Eventually, the worst of the pain loosens its grip, and I can breathe without white-hot spikes lancing up my spine. She leans in closer, her forehead nearly touching mine. Her eyes are wild and wet, fierce with something I can’t name but feel down to the marrow. “What do you need right now? Tell me what you need.”

I swallow hard, shame burning like acid down my throat. “I need to get up and shower. I feel like I’m crawling out of my skin, but I can’t… I can’t do it alone.”

“Okay. Then we’ll do it together. One step at a time,” she murmurs, already shifting closer, bracing her body against mine. “We’ll go slow. Just tell me what you need, okay?”

I let my forehead rest against her shoulder for a moment, letting the feel of her calm my heartbeat, my breathing, and my shaking hands. We shift together. Every movement is agony, but she’s always there. Her body is steady beneath mine, her voice in my ear counting breaths, soothing me when the tremors hit too hard.

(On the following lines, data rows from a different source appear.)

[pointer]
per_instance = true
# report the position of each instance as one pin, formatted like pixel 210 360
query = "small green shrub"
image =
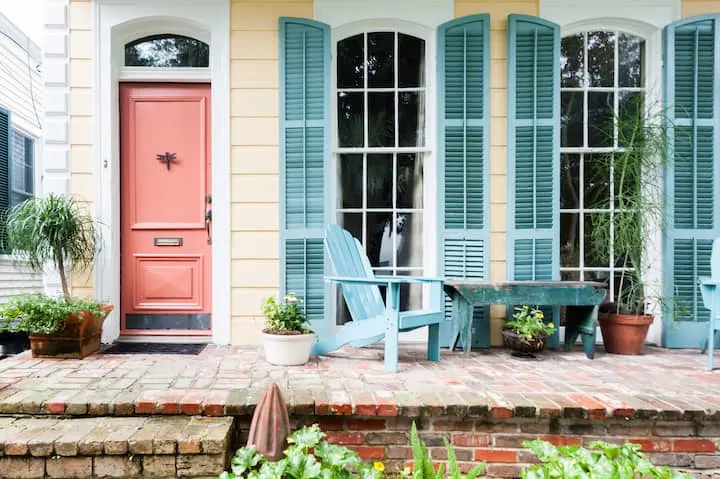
pixel 599 461
pixel 423 467
pixel 530 323
pixel 40 314
pixel 286 316
pixel 308 456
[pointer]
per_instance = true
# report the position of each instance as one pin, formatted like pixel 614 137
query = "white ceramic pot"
pixel 287 349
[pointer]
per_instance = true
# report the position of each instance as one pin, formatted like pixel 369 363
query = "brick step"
pixel 113 447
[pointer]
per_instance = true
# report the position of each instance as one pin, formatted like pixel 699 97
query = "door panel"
pixel 165 242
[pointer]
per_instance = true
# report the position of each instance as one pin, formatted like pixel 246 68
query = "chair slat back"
pixel 349 260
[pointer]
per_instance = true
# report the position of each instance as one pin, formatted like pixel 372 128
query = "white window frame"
pixel 430 202
pixel 652 33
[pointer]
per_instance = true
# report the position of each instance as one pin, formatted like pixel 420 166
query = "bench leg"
pixel 434 342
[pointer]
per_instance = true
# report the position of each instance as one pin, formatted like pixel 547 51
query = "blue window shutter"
pixel 4 174
pixel 464 92
pixel 691 200
pixel 304 151
pixel 533 148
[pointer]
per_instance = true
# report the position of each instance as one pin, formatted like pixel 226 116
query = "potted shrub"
pixel 54 230
pixel 622 235
pixel 286 337
pixel 527 331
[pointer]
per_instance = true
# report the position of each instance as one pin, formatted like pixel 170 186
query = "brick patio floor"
pixel 229 381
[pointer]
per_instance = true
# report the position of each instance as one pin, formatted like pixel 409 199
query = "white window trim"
pixel 116 23
pixel 653 94
pixel 430 172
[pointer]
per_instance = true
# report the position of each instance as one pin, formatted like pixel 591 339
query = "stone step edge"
pixel 113 436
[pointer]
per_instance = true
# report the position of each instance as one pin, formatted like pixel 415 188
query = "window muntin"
pixel 381 97
pixel 602 79
pixel 22 169
pixel 167 51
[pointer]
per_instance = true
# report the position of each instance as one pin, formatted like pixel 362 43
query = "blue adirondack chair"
pixel 373 319
pixel 710 288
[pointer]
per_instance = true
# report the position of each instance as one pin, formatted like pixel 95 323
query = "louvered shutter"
pixel 304 126
pixel 691 76
pixel 464 89
pixel 533 148
pixel 4 174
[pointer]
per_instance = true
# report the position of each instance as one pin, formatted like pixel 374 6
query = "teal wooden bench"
pixel 372 319
pixel 710 288
pixel 582 298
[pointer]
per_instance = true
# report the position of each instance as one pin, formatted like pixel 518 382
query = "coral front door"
pixel 165 209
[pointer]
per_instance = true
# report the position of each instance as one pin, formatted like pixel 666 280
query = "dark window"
pixel 167 51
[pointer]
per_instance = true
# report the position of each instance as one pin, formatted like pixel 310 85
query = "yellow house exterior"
pixel 253 80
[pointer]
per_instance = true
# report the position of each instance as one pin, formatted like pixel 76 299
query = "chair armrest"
pixel 381 280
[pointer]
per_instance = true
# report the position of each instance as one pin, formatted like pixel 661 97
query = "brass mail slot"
pixel 168 241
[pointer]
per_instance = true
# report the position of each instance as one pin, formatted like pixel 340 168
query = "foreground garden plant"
pixel 309 456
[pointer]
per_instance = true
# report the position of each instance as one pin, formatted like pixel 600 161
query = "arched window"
pixel 602 82
pixel 167 51
pixel 380 138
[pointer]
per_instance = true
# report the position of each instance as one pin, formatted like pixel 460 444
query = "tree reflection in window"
pixel 167 51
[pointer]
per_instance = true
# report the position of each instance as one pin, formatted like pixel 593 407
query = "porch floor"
pixel 230 380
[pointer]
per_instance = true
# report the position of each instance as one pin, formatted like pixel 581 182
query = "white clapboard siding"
pixel 21 93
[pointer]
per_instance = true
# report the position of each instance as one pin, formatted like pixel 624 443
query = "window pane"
pixel 631 55
pixel 351 178
pixel 381 60
pixel 381 119
pixel 601 58
pixel 411 112
pixel 570 181
pixel 351 119
pixel 409 181
pixel 596 249
pixel 350 63
pixel 167 51
pixel 630 106
pixel 572 60
pixel 569 240
pixel 571 132
pixel 379 181
pixel 378 231
pixel 597 181
pixel 600 119
pixel 409 245
pixel 411 61
pixel 353 223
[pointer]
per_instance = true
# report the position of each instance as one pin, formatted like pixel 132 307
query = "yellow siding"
pixel 498 10
pixel 690 8
pixel 81 128
pixel 255 138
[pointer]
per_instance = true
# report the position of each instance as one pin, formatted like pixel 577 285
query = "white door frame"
pixel 116 23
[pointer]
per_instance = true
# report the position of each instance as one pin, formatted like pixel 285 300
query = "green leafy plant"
pixel 423 467
pixel 529 323
pixel 40 314
pixel 636 168
pixel 53 229
pixel 286 316
pixel 308 456
pixel 599 461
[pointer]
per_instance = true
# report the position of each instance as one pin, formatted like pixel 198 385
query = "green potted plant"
pixel 54 230
pixel 622 235
pixel 287 338
pixel 527 331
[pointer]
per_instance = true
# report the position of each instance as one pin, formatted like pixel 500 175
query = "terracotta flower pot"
pixel 79 337
pixel 624 333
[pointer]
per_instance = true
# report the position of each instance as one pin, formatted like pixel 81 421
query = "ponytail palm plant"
pixel 53 230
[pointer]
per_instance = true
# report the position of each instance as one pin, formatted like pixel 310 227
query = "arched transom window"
pixel 380 138
pixel 602 80
pixel 167 51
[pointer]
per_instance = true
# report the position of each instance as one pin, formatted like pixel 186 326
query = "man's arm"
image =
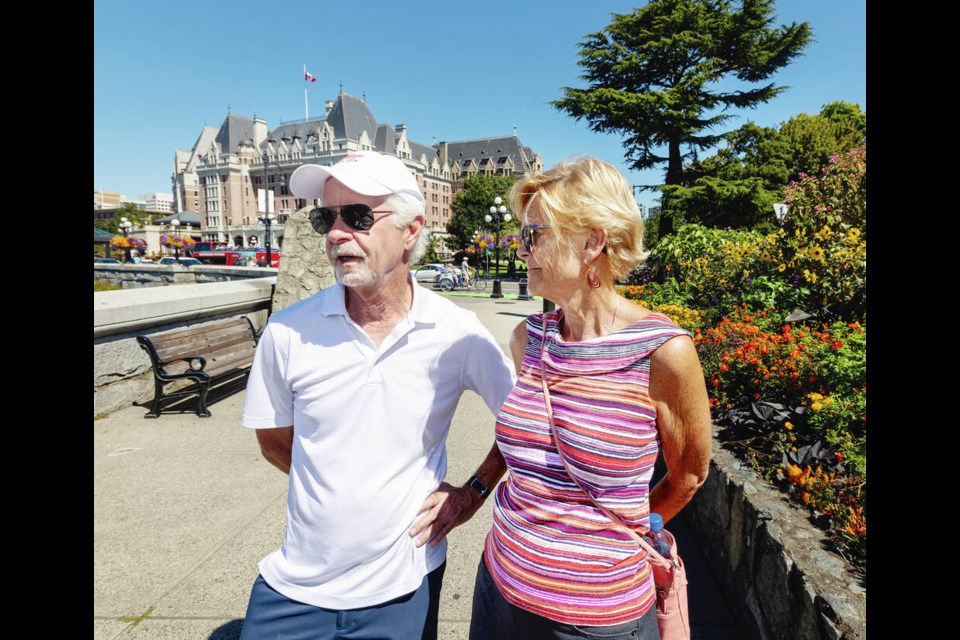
pixel 449 507
pixel 276 445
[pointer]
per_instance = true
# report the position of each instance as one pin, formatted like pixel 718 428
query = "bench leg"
pixel 157 396
pixel 202 410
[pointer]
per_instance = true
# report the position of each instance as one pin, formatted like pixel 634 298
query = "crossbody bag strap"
pixel 563 459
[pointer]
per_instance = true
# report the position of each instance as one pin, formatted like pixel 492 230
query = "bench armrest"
pixel 196 363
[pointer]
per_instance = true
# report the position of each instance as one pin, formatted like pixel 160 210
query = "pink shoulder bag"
pixel 669 574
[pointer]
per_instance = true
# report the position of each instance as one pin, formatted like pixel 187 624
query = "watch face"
pixel 479 487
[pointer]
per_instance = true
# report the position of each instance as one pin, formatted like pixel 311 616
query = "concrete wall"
pixel 767 555
pixel 122 372
pixel 145 274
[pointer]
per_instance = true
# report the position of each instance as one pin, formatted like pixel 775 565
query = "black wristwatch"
pixel 478 486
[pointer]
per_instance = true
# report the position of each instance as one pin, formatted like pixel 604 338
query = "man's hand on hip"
pixel 443 510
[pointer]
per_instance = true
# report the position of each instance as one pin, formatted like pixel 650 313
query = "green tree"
pixel 663 76
pixel 127 210
pixel 472 203
pixel 430 255
pixel 738 185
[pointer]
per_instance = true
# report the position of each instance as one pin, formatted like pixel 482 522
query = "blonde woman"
pixel 624 385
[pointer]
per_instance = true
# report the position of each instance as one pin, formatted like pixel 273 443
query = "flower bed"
pixel 779 321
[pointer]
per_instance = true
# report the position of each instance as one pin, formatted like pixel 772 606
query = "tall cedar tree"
pixel 654 76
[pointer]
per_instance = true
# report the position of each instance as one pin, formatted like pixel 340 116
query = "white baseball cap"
pixel 368 173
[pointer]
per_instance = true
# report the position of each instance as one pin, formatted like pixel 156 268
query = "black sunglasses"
pixel 358 217
pixel 527 236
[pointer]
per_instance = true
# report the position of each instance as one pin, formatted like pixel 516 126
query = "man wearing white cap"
pixel 352 392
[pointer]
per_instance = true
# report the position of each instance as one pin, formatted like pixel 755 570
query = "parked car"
pixel 183 262
pixel 427 272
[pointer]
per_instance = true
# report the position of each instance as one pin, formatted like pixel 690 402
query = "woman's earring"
pixel 593 279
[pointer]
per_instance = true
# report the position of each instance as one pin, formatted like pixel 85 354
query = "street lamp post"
pixel 175 223
pixel 125 227
pixel 268 218
pixel 497 213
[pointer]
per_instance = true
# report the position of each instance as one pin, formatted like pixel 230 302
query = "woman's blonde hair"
pixel 588 193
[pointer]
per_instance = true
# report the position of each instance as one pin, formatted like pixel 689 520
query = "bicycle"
pixel 446 283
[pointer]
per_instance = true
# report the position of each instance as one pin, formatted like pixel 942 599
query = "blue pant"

She half-carries me into the bathroom, my feet dragging across the tile, every step sending a white-hot spike up my spine.

Alise leaves the door cracked behind us, one hand braced against my waist, the other wrapped tightly around mine like a promise she refuses to break. My legs threaten to give out as we near the shower. She moves fast—shoulders under mine, guiding me to sit on the closed toilet lid before I collapse. I sink like a stone, breathing hard, my palms planted on my knees to keep from folding in half.

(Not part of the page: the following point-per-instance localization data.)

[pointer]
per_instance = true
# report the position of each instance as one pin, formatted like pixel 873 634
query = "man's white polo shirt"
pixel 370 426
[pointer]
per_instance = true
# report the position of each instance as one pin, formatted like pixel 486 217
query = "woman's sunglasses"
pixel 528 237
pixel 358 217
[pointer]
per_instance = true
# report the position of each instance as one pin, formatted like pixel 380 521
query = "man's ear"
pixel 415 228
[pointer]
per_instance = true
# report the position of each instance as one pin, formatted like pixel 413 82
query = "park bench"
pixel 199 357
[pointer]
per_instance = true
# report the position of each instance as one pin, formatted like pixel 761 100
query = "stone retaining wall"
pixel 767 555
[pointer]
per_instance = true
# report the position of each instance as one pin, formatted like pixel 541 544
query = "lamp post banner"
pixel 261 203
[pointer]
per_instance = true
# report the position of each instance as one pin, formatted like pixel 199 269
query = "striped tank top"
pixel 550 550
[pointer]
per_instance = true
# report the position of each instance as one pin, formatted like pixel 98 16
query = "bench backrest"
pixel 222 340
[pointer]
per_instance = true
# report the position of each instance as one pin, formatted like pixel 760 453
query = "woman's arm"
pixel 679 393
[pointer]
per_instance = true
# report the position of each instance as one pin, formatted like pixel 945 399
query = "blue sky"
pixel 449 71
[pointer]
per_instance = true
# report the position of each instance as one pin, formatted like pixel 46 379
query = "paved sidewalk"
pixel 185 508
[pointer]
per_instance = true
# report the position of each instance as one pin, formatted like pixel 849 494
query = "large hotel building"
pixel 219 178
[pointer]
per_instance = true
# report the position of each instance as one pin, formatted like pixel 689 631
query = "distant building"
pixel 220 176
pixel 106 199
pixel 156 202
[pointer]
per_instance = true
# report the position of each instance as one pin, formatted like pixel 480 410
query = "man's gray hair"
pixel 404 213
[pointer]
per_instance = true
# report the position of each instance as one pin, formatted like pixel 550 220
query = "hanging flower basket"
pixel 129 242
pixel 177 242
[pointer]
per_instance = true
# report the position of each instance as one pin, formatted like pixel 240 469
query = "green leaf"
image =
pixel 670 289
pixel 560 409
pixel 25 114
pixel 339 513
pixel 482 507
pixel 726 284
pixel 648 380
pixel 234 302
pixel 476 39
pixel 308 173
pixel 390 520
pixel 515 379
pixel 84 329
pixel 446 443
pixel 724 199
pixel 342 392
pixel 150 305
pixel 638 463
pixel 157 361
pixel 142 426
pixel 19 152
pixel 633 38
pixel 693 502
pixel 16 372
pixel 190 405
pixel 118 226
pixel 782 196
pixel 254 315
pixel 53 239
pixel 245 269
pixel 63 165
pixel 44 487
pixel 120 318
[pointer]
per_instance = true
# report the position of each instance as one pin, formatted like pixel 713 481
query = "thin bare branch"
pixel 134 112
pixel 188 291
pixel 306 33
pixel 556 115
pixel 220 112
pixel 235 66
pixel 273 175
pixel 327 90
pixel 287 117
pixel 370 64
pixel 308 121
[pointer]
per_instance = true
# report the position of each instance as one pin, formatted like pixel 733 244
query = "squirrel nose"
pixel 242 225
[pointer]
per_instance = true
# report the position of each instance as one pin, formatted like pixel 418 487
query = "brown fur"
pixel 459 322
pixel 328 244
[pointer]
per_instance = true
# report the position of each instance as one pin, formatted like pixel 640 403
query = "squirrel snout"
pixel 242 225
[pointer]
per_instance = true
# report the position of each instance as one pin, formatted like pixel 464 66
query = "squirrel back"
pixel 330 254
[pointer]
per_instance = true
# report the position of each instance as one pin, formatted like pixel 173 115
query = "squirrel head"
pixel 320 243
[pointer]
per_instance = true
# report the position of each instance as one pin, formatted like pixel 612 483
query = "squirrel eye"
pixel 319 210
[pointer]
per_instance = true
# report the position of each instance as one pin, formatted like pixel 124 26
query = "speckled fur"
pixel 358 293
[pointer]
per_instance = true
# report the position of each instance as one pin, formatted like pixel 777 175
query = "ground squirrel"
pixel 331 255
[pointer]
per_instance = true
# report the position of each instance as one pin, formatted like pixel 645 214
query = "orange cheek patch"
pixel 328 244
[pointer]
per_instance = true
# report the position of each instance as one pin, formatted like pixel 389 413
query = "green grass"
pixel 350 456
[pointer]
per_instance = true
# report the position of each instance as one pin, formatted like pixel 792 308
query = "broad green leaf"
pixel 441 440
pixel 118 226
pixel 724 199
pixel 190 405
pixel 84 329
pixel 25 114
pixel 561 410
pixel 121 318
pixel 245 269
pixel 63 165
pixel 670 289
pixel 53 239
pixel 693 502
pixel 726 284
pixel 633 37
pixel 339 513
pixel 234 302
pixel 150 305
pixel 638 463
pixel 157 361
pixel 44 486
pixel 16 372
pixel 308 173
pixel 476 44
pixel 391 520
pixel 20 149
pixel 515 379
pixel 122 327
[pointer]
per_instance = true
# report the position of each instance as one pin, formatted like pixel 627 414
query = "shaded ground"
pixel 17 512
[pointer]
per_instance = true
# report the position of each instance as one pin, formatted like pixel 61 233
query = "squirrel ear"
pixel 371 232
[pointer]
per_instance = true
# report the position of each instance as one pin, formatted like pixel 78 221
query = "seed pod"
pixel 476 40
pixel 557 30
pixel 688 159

“I’ll start the water,” she says, voice soft but certain.

She crosses to the shower, turning the knobs. The pipes groan for a moment before a deep, sudden rush of water explodes into the tiled stall. The steam hits almost instantly, curling around my legs and rising into the air like smoke, thickening the air in my lungs. The sound is too loud, too relentless. It feels like the entire room is closing in around me.

Alise returns to me, crouching in front of where I’m hunched over. Her brow creases as she studies me—my too-pale skin, the fine tremors in my hands, the way my jaw’s locked so tight it hurts.

“You okay?”

“No.”

Her gaze flicks worriedly to my chest. “If your heart rate spikes again, we’re calling. I mean it.”

I nod once. “Deal.”

“I’m gonna help you out of these,” she says softly, fingers brushing the waistband of my sweatpants. “Then I’m getting in with you.”

“What, no dinner first?”

It’s technically a joke, but the words fall flat. The usual flirtatious edge is gone, scraped out by exhaustion.

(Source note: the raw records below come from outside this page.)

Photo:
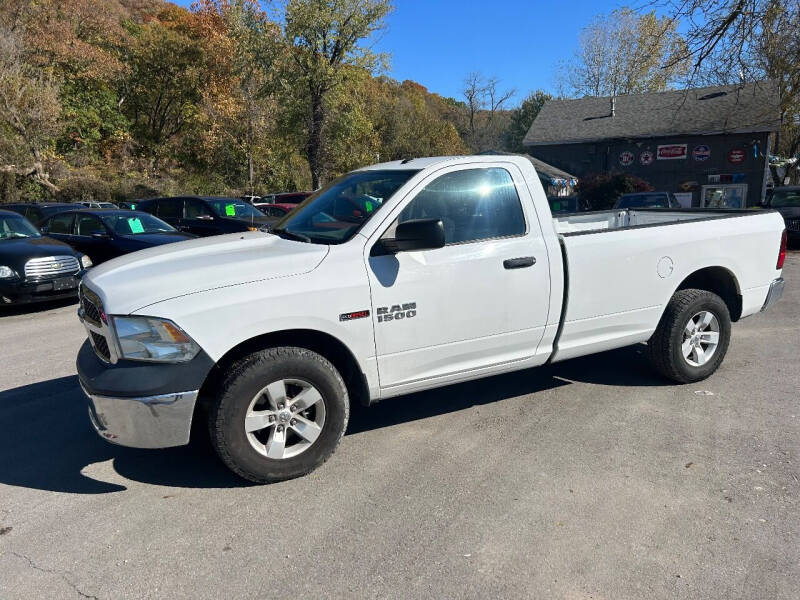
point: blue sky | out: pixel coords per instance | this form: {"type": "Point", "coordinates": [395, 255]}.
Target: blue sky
{"type": "Point", "coordinates": [438, 42]}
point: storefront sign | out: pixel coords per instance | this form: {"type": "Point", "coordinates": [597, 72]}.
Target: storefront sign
{"type": "Point", "coordinates": [626, 158]}
{"type": "Point", "coordinates": [701, 153]}
{"type": "Point", "coordinates": [671, 152]}
{"type": "Point", "coordinates": [727, 178]}
{"type": "Point", "coordinates": [684, 199]}
{"type": "Point", "coordinates": [736, 156]}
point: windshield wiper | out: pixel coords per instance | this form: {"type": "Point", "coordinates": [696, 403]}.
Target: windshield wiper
{"type": "Point", "coordinates": [292, 235]}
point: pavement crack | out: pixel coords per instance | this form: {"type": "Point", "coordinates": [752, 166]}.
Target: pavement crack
{"type": "Point", "coordinates": [33, 565]}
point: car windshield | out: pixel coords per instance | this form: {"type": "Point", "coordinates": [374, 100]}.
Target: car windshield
{"type": "Point", "coordinates": [15, 227]}
{"type": "Point", "coordinates": [335, 213]}
{"type": "Point", "coordinates": [785, 198]}
{"type": "Point", "coordinates": [233, 208]}
{"type": "Point", "coordinates": [136, 224]}
{"type": "Point", "coordinates": [643, 201]}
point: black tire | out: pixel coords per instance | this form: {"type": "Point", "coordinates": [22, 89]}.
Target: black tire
{"type": "Point", "coordinates": [243, 382]}
{"type": "Point", "coordinates": [664, 347]}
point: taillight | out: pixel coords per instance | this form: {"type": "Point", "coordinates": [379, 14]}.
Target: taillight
{"type": "Point", "coordinates": [782, 252]}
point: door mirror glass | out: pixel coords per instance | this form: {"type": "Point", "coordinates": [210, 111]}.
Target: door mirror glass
{"type": "Point", "coordinates": [420, 234]}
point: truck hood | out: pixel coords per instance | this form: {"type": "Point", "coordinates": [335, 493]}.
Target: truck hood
{"type": "Point", "coordinates": [134, 281]}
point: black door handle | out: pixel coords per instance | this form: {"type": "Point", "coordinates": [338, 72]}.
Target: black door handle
{"type": "Point", "coordinates": [519, 263]}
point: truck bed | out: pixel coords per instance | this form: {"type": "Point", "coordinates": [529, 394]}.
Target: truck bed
{"type": "Point", "coordinates": [625, 218]}
{"type": "Point", "coordinates": [622, 267]}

“Not in the mood for your fake flirting, Hendrix.” Her voice is steady, but her hands tremble slightly. “Arms up.”

I try, but my shoulders seize before they’re even halfway there. Pain radiates from my spine like ripples across a fault line.

“Fuck—” I breathe, body curling instinctively. “I can’t?—”

“Okay,” she says quickly, kneeling between my legs. “One side at a time.”

She moves slowly, threading my arm out of the sleeve like I’m made of glass. When my shirt is off, she helps me stand, inching my sweats down with clinical precision, before helping me sit down again, and pulling them off my feet. There’s no shame in it, only necessity. Once she’s finished, she strips quickly. Not for seduction or comfort, she just wants to make sure I won’t fall. So I won’t be alone in it.